Modern mass spectrometry is one of the most frequently used methods of quantitative proteomics, enabling determination of the amount of peptides in a sample. Although mass spectrometry is not inherently a quantitative method due to differences in the ionization efficiency of various analytes, the application of isotope-coded labeling allows relative quantification of proteins and proteins. Over the past decade, a new method for derivatization of tryptic peptides using isobaric labels has been proposed. The labels consist of reporter and balanced groups. They have the same molecular weights and chemical properties, but differ in the distribution of stable heavy isotopes. These tags are designed in such a way that during high energy collision induced dissociation (CID) by tandem mass spectrometry, the isobaric tag is fragmented in the specific linker region, yielding reporter ions with different masses. The mass shifts among the reporter groups are compensated by the balancing groups so that the overall mass is the same for all forms of the reagent. Samples of peptides are labeled with the isobaric mass tags in parallel and combined for analysis. Quantification of individual peptides is achieved by comparing the intensity of reporter ions in the tandem mass (MS/MS) spectra. Isobaric markers have found a wide range of potential applications in proteomics. However, the currently available isobaric labeling reagents have some drawbacks, such as high cost of production, insufficient selectivity of the derivatization, and relatively limited enhancement of sensitivity of the analysis. Therefore, efforts have been devoted to the development of new isobaric markers with increased usability. The search for new isobaric markers is focused on developing a more selective method of introducing a tag into a peptide molecule, increasing the multiplexicity of markers, lowering the cost of synthesis, and increasing the sensitivity of measurement by using ionization tags containing quaternary ammonium salts. Here, the trends in the design of new isobaric labeling reagents for quantitative proteomics isobaric derivatization strategies in proteomics are reviewed, with a particular emphasis on isobaric ionization tags. The presented review focused on different types of isobaric reagents used in quantitative proteomics, their chemistry, and advantages offer by their application.

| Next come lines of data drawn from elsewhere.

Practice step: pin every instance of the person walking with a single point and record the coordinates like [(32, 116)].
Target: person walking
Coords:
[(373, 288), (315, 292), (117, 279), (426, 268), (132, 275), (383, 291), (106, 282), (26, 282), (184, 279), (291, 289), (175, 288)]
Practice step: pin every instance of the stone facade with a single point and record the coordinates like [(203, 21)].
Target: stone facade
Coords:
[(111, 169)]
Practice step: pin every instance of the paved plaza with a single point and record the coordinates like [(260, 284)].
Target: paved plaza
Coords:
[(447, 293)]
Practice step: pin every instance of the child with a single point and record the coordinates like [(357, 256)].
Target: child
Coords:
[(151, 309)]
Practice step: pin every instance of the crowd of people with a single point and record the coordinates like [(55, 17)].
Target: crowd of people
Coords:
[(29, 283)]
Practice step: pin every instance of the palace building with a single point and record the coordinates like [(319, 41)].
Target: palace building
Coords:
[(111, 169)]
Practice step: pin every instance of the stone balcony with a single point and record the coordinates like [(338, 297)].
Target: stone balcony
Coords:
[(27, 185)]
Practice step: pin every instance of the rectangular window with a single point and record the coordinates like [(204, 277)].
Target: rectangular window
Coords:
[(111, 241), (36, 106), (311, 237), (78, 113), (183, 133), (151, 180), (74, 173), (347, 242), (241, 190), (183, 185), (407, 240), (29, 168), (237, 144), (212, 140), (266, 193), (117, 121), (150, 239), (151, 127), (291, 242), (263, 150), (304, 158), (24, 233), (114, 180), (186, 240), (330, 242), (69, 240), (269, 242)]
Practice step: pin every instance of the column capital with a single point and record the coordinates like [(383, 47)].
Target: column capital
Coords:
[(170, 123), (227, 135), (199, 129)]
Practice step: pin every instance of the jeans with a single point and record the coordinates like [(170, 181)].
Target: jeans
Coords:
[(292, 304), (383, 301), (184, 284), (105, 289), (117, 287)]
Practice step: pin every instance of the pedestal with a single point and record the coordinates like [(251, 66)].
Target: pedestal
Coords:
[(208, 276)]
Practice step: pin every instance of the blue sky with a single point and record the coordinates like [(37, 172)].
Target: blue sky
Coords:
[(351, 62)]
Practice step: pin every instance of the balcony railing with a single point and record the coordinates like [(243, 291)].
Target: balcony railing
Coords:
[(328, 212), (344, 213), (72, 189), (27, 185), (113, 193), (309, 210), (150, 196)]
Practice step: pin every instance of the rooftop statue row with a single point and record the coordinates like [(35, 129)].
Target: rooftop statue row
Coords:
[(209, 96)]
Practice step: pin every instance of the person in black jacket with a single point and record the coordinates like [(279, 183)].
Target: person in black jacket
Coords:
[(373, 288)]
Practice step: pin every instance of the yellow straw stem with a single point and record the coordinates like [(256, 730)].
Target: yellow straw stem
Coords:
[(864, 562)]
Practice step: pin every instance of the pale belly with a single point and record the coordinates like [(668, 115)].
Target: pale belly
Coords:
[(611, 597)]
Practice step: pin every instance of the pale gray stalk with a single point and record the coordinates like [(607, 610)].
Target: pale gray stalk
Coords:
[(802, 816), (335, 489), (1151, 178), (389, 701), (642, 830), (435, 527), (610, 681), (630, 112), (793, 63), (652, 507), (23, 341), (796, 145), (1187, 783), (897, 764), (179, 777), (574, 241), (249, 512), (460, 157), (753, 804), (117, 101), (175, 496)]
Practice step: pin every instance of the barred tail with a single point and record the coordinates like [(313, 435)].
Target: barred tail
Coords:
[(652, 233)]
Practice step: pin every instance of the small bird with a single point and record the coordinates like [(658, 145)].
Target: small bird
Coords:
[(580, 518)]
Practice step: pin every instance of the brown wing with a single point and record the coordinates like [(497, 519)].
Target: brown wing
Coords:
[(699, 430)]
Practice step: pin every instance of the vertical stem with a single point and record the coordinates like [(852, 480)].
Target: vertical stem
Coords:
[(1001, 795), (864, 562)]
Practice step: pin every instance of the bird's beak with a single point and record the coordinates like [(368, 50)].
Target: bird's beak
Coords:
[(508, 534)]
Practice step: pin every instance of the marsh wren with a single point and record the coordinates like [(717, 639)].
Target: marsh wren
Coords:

Isobaric duplex based on a combination of 16O/18O enzymatic exchange and labeling with pyrylium salts.

Enzymatic 18O exchange, the well-established approach in comparative proteomics, has some disadvantages such as back exchange of labeled oxygen and overlapping the peak of a labeled peptide with isotopic peaks of an unlabeled one. Herein we demonstrated a simple procedure in which samples digested with a trypsin (with and without H218O) were reacted with unlabeled and quadrupled 13C-labeled pyrylium salt respectively which results in formation of pyridinium cations. Thus, each isobarically labeled peptide containing zero or four 13C atoms in the mass reporter group, during tandem MS/MS forms an unique reporter ion useful for a relative quantitation. Such a sample treatment improves the signal to noise ratio, reduces overlapping of the isotopic peaks and completely eliminates the back exchange problem.